You can select more than one log destination and for each destination, you can select the same or a different log level. This is really useful, for example, I can use S3 to log all the traces while using CloudWatch log stream to log only errors.

How it works

In this example, I have used EventBridge enhanced logging to log any errors occurring into a CloudWatch log stream.

Architecture
Image: Architecture

Simply, EventBridge will log any errors into the CloudWatch log. Once the log record is available in the CloudWatch log stream, there are multiple ways to trigger a CloudWatch alarm. In this example, I use the number of incoming log events as the metric to trigger the alarm.

If you use a CloudWatch log stream with log level trace (which includes info and errors as well) and still you want to trigger an alarm based on any error occurring, you may use an option like creating a metric filter in the log group.

Try this yourself

I have created a Github repository with a AWS SAM template for you to test this scenario in your AWS account.

  1. Clone the Github repository: https://github.com/pubudusj/event-bridge-target-failure-detection-with-enhanced-logging

  2. Deploy the stack using below command:

    sam deploy \
    --template-file template.yaml \
    --stack-name eb-fail-detection-with-enhanced-logging \
    --capabilities CAPABILITY_IAM \
    --no-confirm-changeset \
    --parameter-overrides NotificationEmail=[YourEmailAddress]
    
  3. Here, add your email address as NotificationEmail, so you will get the notification into your email box when the target fails.

  4. Once the stack is deployed, you will get a SNS subscription confirmation email. You need to confirm it in order to receive notifications.

  5. Then, publish a message into the created event bus with the source as xyzcorp.

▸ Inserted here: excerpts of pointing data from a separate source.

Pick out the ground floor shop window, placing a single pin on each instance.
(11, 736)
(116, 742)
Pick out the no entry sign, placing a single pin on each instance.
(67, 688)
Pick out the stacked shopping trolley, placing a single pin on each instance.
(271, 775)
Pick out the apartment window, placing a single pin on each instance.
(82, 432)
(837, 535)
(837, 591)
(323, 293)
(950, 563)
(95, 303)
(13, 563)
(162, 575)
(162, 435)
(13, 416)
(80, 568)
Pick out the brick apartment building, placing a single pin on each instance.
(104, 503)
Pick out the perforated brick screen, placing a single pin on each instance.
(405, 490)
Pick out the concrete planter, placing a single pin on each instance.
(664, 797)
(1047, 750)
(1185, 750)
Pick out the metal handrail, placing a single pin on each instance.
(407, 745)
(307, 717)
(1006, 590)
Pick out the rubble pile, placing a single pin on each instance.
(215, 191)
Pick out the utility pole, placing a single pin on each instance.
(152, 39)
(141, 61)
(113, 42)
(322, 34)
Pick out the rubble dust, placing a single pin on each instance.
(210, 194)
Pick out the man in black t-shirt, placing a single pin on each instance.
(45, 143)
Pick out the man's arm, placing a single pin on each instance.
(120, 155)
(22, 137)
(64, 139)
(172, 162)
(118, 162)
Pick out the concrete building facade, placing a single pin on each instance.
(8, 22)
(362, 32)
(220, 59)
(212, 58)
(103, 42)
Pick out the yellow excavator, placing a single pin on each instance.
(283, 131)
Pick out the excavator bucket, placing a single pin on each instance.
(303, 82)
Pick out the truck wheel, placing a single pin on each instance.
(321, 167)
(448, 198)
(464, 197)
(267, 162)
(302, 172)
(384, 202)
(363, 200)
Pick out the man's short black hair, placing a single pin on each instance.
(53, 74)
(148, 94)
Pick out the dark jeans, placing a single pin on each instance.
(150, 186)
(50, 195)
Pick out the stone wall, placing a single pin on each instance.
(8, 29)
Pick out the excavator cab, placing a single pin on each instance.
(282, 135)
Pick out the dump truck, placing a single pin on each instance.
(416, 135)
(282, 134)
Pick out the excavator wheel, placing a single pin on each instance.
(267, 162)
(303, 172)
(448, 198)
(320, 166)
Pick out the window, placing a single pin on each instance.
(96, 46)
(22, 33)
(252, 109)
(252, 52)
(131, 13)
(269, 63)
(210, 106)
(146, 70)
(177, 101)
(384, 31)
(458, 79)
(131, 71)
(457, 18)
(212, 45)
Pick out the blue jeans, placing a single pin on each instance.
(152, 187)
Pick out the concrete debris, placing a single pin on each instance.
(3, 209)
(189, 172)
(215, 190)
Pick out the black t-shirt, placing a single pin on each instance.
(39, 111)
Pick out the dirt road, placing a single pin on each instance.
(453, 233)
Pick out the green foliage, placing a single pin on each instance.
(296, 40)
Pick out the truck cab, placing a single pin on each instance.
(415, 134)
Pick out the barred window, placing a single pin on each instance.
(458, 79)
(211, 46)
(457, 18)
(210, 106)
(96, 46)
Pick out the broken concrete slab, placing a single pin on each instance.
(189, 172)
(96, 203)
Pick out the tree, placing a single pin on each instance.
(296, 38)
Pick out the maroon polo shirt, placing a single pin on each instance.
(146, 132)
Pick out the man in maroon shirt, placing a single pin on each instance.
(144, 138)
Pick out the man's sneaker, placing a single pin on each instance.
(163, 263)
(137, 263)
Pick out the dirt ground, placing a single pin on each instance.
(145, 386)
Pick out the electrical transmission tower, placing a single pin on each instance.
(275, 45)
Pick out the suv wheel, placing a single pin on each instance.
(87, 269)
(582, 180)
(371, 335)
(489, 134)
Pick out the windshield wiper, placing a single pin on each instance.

  6. This way the message will match the rule and try to deliver the message to the target.

  7. I have blocked the permission for publishing the target intentionally to simulate the failure.

  8. In a moment, you should get an email with the alarms status.

  9. If you go to the CloudWatch log stream created, you can see the entry with log level ERROR and message type INVOCATION_FAILURE.

Please note:
As of now, creating the enhanced logging and delivering them to a delivery destination is not a straight forward configuration. You need to create a CloudWatch log group, a delivery source, a delivery destination and a logs delivery.

Refer: https://github.com/pubudusj/event-bridge-target-failure-detection-with-enhanced-logging/blob/main/template.yaml#L31-L59

Which means if you need to send these enhanced logs to multiple destinations, you need to repeat configuring those resources per destination.

However, nice thing about this approach is that you only need to configure this only once on the event bus, and it will log the whole message life cycle within EventBridge systems including ingestion as well as deliveries to all the targets.

Summary

  1. Overall, enhanced logging is a great improvement to EventBridge because up until now, message delivery was a black box (for customers), specially the consumer side of EventBridge. With this new addition, you can track and debug the flow of your message within EventBridge systems transparently using the logs generated in each and every step that the message is going through, from ingest to delivery (of course depends on the log level that was configured).

  2. Also, you can configure more than one log destinations as well as different log levels.

  3. Since creating single log delivery using CloudFormation requires several AWS resources to be configured, I hope EventBridge team will provide easy to use method to configure this, ideally as properties of EventBridge Bus.